Authored by fhahn on Apr 26 2021, 5:34 AM.

Details

Summary

SCEV does not look through non-header PHIs inside the loop. Such phis
can be analyzed by adding separate accesses for each incoming pointer
value.

This results in 2 more loops vectorized in SPEC2000/186.crafty and
avoids regressions when sinking instructions before vectorizing.

Diff Detail

Event Timeline

fhahn created this revision.Apr 26 2021, 5:34 AM
fhahn requested review of this revision.Apr 26 2021, 5:34 AM
Herald added a project: Restricted Project. · View Herald TranscriptApr 26 2021, 5:34 AM
Meinersbur accepted this revision.Apr 26 2021, 2:00 PM

Makes sense to me.

Pre-merge bot could not apply the patch, possibly because you diffed it against a commit that is not upstream.

llvm/lib/Analysis/LoopAccessAnalysis.cpp
1947
2001
This revision is now accepted and ready to land.Apr 26 2021, 2:00 PM
fhahn updated this revision to Diff 340813.Apr 27 2021, 6:03 AM
fhahn marked 2 inline comments as done.

Rebased and replaced auto with Use

Makes sense to me.

Pre-merge bot could not apply the patch, possibly because you diffed it against a commit that is not upstream.

Yes when I uploaded the patch I did not yet commit the initial change for the tests. That should be done now in a950f66de25f :)

This revision was landed with ongoing or failed builds.Apr 28 2021, 12:20 PM
This revision was automatically updated to reflect the committed changes.

I noticed that loop-distribute started crashing with this patch, see
https://bugs.llvm.org/show_bug.cgi?id=50288

Do you need to check anything about the CFG before you just grab the PHI operand values? For example, if there's a loop, you could have a PHI that refers to another PHI in the same basic block, and I suspect that would mess up the analysis.

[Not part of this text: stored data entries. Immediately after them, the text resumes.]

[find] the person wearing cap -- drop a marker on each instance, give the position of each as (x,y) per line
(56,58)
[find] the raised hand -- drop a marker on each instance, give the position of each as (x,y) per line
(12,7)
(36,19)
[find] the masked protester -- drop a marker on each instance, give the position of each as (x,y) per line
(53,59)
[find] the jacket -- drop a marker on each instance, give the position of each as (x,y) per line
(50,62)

I noticed that loop-distribute started crashing with this patch, see
https://bugs.llvm.org/show_bug.cgi?id=50288

Do you need to check anything about the CFG before you just grab the PHI operand values? For example, if there's a loop, you could have a PHI that refers to another PHI in the same basic block, and I suspect that would mess up the analysis.

Thanks for the report. I think the issue here is slightly different: MemoryDepChecker does not collect the memory instructions for the translated pointers (the incoming values of the phi), but LoopDistribute tries to look them up. I put up D102266 which should address this.

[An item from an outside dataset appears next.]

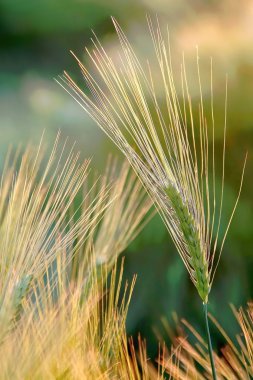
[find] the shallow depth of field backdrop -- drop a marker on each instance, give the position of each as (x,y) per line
(36,37)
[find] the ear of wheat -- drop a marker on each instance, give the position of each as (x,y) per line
(171,158)
(165,145)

Do you need to check anything about the CFG before you just grab the PHI operand values? For example, if there's a loop, you could have a PHI that refers to another PHI in the same basic block, and I suspect that would mess up the analysis.

Thanks for the report. I think the issue here is slightly different: MemoryDepChecker does not collect the memory instructions for the translated pointers (the incoming values of the phi), but LoopDistribute tries to look them up. I put up D102266 which should address this.

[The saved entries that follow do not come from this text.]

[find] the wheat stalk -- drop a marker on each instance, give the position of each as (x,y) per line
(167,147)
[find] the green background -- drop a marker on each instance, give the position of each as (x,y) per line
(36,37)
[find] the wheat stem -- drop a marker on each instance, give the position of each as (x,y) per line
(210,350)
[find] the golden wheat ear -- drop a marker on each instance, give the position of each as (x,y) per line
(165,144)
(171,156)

I wasn't commenting specifically in response to the crash report; just a general concern from reading the patch. Are you confident the issue I'm describing isn't a problem?

fhahn added a comment.Sep 3 2021, 7:43 AM

Do you need to check anything about the CFG before you just grab the PHI operand values? For example, if there's a loop, you could have a PHI that refers to another PHI in the same basic block, and I suspect that would mess up the analysis.

...

I wasn't commenting specifically in response to the crash report; just a general concern from reading the patch. Are you confident the issue I'm describing isn't a problem?

Oh right, sorry about that and the delay! I added such a test (phi uses another phi as incoming value in the same block as store_with_pointer_phi_in_same_bb_use_other_phi) in D102266. If the incoming value is another phi, then when won't be able to compute the bounds, due to the phi. We could traverse them further to handle more cases, but it should not be an issue for correctness IIUC. Does that make sense?